Man accused of selling fake COVID cure found after three-year manhunt, feds say

A man accused of posing as a doctor to sell a fake COVID-19 cure has been arrested in Utah following a three-year manhunt, federal officials reported.

Federal agents performing surveillance spotted Gordon Hunter Pedersen, 63, of Cedar Hills, Utah, in Utah County on July 5, leading to his arrest, a news release by the U.S. Attorney’s Office of Utah said.

Pederson had been on the run since August 2020, when he failed to appear in court for his indictment on charges including mail fraud, wire fraud and felony introduction of misbranded drugs into interstate commerce with intent to defraud and mislead, prosecutors said.

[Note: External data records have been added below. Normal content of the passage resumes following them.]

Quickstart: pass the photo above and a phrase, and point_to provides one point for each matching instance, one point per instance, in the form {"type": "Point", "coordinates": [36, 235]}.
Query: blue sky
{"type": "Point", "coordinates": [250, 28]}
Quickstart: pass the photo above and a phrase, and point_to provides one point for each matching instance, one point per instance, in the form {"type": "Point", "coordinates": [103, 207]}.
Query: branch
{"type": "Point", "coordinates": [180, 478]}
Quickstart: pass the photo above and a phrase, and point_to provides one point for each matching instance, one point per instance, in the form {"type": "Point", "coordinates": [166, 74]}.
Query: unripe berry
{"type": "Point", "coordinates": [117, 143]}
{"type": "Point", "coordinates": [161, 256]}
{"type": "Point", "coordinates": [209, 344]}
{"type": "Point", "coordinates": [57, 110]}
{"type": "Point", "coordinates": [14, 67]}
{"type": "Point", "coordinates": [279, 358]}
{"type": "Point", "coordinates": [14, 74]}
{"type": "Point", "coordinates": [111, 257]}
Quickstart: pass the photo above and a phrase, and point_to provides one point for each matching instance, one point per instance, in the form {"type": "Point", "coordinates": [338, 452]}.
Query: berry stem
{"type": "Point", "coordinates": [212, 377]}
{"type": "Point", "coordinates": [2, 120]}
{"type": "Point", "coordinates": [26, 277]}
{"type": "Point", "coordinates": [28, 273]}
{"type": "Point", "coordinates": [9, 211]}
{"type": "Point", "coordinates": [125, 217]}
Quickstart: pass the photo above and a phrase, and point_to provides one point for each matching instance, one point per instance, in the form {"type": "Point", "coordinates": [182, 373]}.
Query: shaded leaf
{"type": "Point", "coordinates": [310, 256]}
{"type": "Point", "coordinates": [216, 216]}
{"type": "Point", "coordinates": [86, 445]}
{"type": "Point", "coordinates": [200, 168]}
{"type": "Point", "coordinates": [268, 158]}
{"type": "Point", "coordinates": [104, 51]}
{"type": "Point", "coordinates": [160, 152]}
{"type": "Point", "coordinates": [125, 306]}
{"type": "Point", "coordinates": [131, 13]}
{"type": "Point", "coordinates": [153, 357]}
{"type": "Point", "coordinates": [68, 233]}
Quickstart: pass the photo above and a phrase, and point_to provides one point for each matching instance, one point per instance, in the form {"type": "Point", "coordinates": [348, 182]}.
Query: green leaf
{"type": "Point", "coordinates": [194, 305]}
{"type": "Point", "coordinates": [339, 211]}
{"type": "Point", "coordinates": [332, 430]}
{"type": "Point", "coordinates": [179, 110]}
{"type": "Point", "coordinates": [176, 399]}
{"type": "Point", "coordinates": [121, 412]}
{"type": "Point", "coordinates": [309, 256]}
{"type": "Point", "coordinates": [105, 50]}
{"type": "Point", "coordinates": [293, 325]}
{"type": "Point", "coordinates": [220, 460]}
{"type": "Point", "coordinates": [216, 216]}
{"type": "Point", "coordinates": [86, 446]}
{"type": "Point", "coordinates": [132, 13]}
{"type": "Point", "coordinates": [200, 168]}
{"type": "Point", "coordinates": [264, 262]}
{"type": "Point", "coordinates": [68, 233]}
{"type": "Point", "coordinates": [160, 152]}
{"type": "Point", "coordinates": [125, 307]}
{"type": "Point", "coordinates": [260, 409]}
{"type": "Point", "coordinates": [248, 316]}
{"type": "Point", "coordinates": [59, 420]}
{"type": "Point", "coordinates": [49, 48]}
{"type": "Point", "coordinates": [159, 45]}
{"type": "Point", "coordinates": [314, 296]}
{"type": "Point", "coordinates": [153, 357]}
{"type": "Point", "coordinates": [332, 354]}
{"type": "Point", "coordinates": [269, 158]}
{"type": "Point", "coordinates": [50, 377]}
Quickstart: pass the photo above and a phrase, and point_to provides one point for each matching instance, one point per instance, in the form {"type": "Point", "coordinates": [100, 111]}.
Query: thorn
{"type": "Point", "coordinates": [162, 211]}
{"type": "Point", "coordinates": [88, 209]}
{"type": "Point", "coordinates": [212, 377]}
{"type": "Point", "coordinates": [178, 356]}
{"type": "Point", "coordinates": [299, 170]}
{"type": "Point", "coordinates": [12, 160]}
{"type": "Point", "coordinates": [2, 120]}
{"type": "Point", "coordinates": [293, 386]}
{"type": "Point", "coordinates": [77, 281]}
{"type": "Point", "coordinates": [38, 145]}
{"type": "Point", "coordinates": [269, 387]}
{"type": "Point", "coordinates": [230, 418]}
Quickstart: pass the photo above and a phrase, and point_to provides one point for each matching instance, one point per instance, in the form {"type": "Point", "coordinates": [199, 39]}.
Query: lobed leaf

In the early days of the COVID-19 pandemic, Pederson sold a “structural alkaline silver” product online, which he claimed “resonates, or vibrates, at a frequency that destroys the membrane of the virus, making the virus incapable of attaching to any healthy cell, or to infect you in anyway,” prosecutors said.

The FDA has warned against silver-based products as not being effective treatment for any known disease or condition.

“Silver has no known functions or benefits in the body when taken by mouth, and it is not an essential mineral,” according to the National Institutes of Health.

Pederson sold the fake cure before COVID-19 vaccines were available, prosecutors said.

In his sales pitches, Pederson misrepresented himself as a board-certified “anti-aging medical doctor” with advanced degrees in immunology and naturopathic medicine, officials said.

Utah County is about 60 miles south of Salt Lake City.